The Payment Systems Regulator (PSR) is consulting on a new cap for its upcoming APP reimbursement scheme, which comes into force in October.

The UK payments watchdog previously set the maximum reimbursement value at £415,000, which will now likely be reduced to £85,000.

The move comes after industry sources recently told City AM that they expected there could be a U-turn on the regulator’s rules, including a potential delay to the launch date of the scheme or the reimbursement threshold.

While the PSR is exploring a lower threshold, it has stood firm on its pledge to introduce the mandatory initiative on 7 October this year.

Pay.UK, which operates the Faster Payments system to which the protections apply and through which most APP fraud flows, has confirmed it will be ready for the deadline.

The PSR's managing director said that the proposed threshold change comes after the organisation listened to industry concerns about the reimbursement limit and has since committed to collect more evidence to inform its approach to the scheme.

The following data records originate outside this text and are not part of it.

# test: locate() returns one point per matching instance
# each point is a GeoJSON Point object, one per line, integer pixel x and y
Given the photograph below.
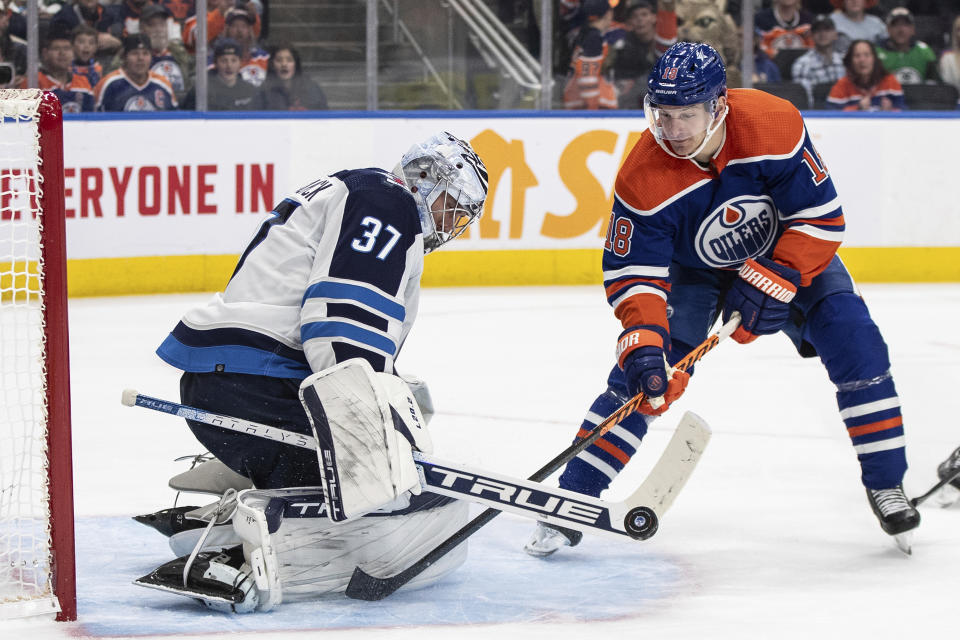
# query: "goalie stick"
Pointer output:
{"type": "Point", "coordinates": [635, 517]}
{"type": "Point", "coordinates": [363, 586]}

“As a result, we are now consulting on a limit that still covers the vast majority of authorised push payment scams and strikes the right balance,” continued David Geale. “Under our proposals, consumers in the UK will still receive world-leading protection, payment providers will still be heavily incentivised to improve anti-fraud protections and we maintain effective market competition and innovation.”

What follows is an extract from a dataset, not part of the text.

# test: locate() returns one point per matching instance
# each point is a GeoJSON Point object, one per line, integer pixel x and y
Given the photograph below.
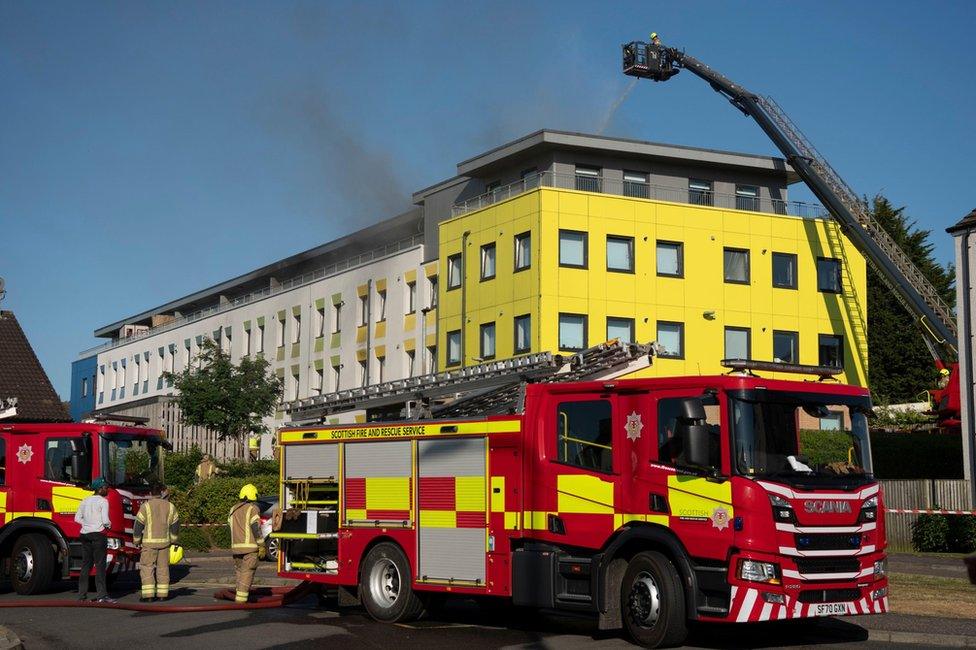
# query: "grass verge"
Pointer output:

Innovate Finance, the independent industry body for UK FinTech, welcomed the update but added that the PSR needs to address concerns about "implementation readiness", particularly in relation to claims handling and disputes, as well as payments being disrupted.

"This is positive news for consumers and for the competitiveness of UK FinTech," commented Innovate Finance chief executive Janine Hirt. "As we at Innovate Finance have consistently lobbied for, a maximum reimbursement of £85,000 will cover in full 99.7 per cent of all payments fraud and will provide the same level of protection as bank deposits, whilst reducing payment firms’ exposure to the risk of fraudsters themselves exploiting the new rules."

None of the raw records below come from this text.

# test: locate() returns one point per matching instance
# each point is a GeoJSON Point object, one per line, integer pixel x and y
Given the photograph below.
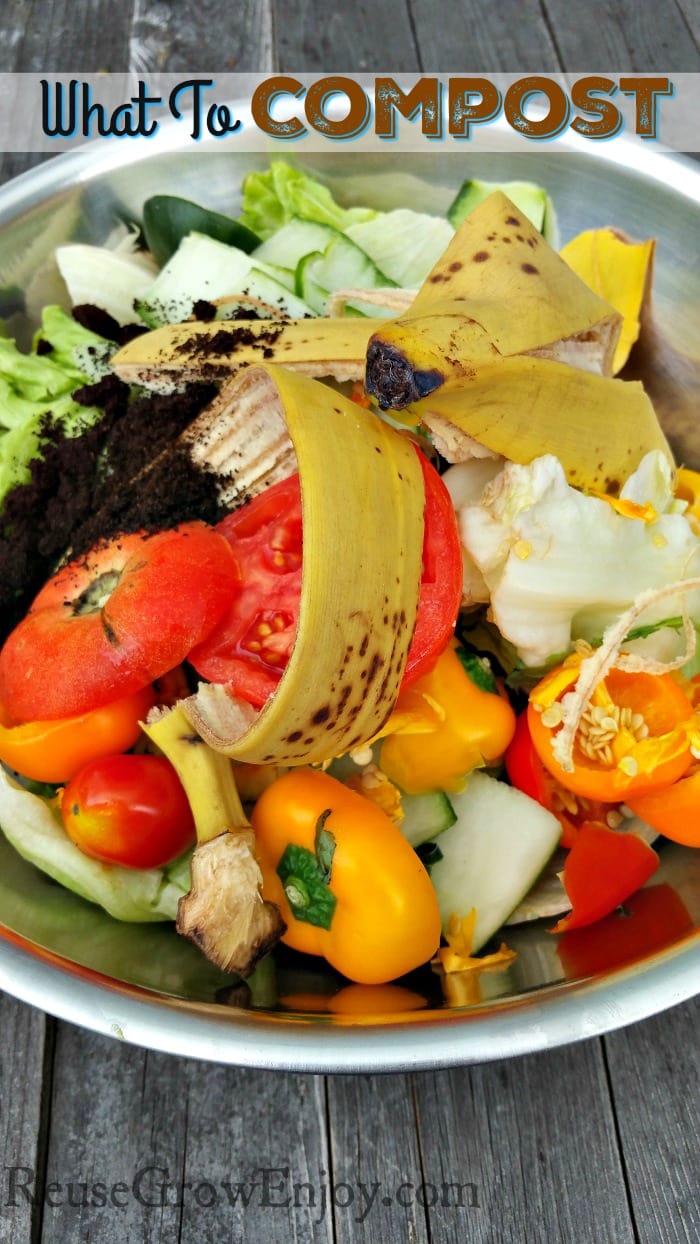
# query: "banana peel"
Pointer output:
{"type": "Point", "coordinates": [598, 428]}
{"type": "Point", "coordinates": [358, 596]}
{"type": "Point", "coordinates": [501, 290]}
{"type": "Point", "coordinates": [215, 350]}
{"type": "Point", "coordinates": [619, 270]}
{"type": "Point", "coordinates": [224, 912]}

When the PSR first published its requirements for payment firms to reimburse APP scams victims in December 2023, it committed to consider high value APP fraud claims and publish the findings.

Its review found that – out of over 250,000 cases - there were 18 instances in 2023 of people being scammed for more than £415,000, and 411 instances of more than £85,000.

According to the organisation, its analysis found that almost all high value scams are made up of multiple smaller transactions, reducing the effectiveness of transaction limits as a tool to manage exposure.

A welcome change

Dima Kats, chief executive and founder of global payments provider Clear Junction said that the firm is highly supportive of the proposed changes to the cap.

"While the new threshold of £85,000 remains high, it’s reassuring to see that feedback is being heard and considered," continued Kats. "This move strikes a better balance between protecting consumers and ensuring the continued innovation and competitiveness of the financial sector."

Alex Reddish, managing director of digital payments and infrastructure company Tribe Payments, agreed that the move signals a commitment to both "innovation and security".

Concerns about a lack of responsibility

While many across the industry welcomed the news, fraud and security specialist Dan McLoughlin, who works for AI fraud platform Lynx, said that the logic previous high-value cap on reimbursement was clear.

"By setting a substantial reimbursement limit, regulators clearly said to banks: “prevent fraud or be prepared to pay," he said. “Dropping the value of reimbursement so dramatically takes away a big part of banks’ financial motivation to prevent fraud.

"While most APP fraud cases will still be covered by the regulation, the dropping shows an unwillingness from banks to accept responsibility and make tough decisions. It takes away their drive to invest in robust fraud detection and prevention systems, which ultimately safeguard consumers."